Gök ve yer gibi şuursuz mahlûkàta, Allah niçin şuurlu varlıklarmış gibi hitâb ediyor? Risaleler zaviyesinden ne dersiniz?
Değerli Kardeşimiz;
Lisanıhâl (hâl dili) ve kal olmak üzere iki türlü konuşma vardır. Lisankal, bir şeyi düşünerek ve konuşarak söylemektir. Mesela iki insan bir araya geldiği zaman halini ve derdini konuşarak anlatırlar.
Bir de hâl dili ile konuşmak vardır. Yani hali ve durumu ile karşı tarafa bir şey aktarmak ve anlatmaktır. Mesela, trafik lambaları avazı çıktığı kadar insanlara durun veya geçin diye bağırmazlar. Hal dili ile, yani cansız ve şuursuz renkler ile yol gösterirler.
İletişim ve konuşmak ya da bir hakikati ifade etmek sadece konuşmak ile olmaz. Bunun dışında cansız ve şuursuz varlıklar canlı ve şuurlu varlıklar gibi hal dili ile çok şeyleri ifade edip ispat edebilirler.
Şimdi kainatta ne kadar canlı veya cansız varlık varsa, hepsi ya hâl dili ile ya da kal dili ile Allah’ın varlığına ve birliğine şahitlik ediyorlar ve onu zikredip tesbih ediyorlar.
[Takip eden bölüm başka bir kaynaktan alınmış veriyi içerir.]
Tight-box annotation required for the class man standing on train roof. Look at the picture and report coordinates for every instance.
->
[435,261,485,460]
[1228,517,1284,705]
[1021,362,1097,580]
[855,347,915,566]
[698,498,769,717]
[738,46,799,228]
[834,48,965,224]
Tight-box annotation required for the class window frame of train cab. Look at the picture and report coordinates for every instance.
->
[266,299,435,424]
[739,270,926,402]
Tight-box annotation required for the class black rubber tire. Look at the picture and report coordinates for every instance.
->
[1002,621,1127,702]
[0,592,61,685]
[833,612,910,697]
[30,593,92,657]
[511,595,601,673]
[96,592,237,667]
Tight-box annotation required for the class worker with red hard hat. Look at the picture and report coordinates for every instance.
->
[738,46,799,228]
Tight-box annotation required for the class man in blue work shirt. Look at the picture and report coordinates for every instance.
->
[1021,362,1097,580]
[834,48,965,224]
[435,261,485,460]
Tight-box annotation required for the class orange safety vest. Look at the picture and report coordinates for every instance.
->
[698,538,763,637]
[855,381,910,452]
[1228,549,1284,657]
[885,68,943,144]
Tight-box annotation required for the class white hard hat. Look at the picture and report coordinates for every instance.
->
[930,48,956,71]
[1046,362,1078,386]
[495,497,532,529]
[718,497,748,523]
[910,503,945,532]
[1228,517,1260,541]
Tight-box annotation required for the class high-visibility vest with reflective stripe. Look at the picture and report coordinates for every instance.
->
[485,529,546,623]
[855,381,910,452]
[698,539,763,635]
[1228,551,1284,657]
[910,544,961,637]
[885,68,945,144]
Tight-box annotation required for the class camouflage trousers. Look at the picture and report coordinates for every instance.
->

Mesela, bunun en güzel örneği cansız ve dilsiz olan atomların canlı ve şuurluların yapamayacağı vazifeleri görmesidir. Bugün fennin beyanı ile atomlar o kadar mükemmel bir vazife ve işlere mazhar oluyor ki, zerre kadar aklı olan, o atomun arkasında Allah’ın kudret elini görür ve o atomun hal dili ile Allah’ı zikrettiğini anlar.
Hatta insan Allah’ı bir dil ile zikrederken, atom ve zerreler bin dil ile Allah’ı zikredip ispat ediyorlar. Atomların dili hâl dilidir. Tıpkı trafik lambalarının hâl dili ile konuşması gibi. Atomlar da hal dili ile sürekli Allah’ı zikredip ifade ediyorlar.
Bir elma, üzerindeki renk tonu ile Allah’ın Musavvir ismini hatırlatırken, mideye rızık olarak indiğinde Allah’ın Rezzak olduğunu gösterir; tadı ile Allah’ın Rahim ve Kerim olduğunu ifade eder ve bunun gibi daha çok isimleri hâl dili ile bize bildirir ve bize ispat eder ve bir cihetle manen zikreder.
Diğer bir bakış açısı olarak, cansız olan mevcudatın Allah’ı tanıyıp bilmesi, hatta tesbih ve zikretmelerini iki şekilde anlamak mümkündür.
Birisi: Allah kainatta her bir mevcudata bir vekil ve nazır melek tayin etmiştir. O mevcudun üstünde tecelli eden isim ve sıfatları okumak ve onun hal dili ile ettiği tesbih ve zikri Allah’a takdim etmek görevi vekil meleğe aittir. Bu meleklerin bu mevcudata vekil olarak onların namına Allah’ı tanıyıp zikretmeleri mümkündür. Cansız mahlukatın canlı gibi, şuursuz canlıların da şuurlu gibi tasvir edilmesi bu manaya gelebilir.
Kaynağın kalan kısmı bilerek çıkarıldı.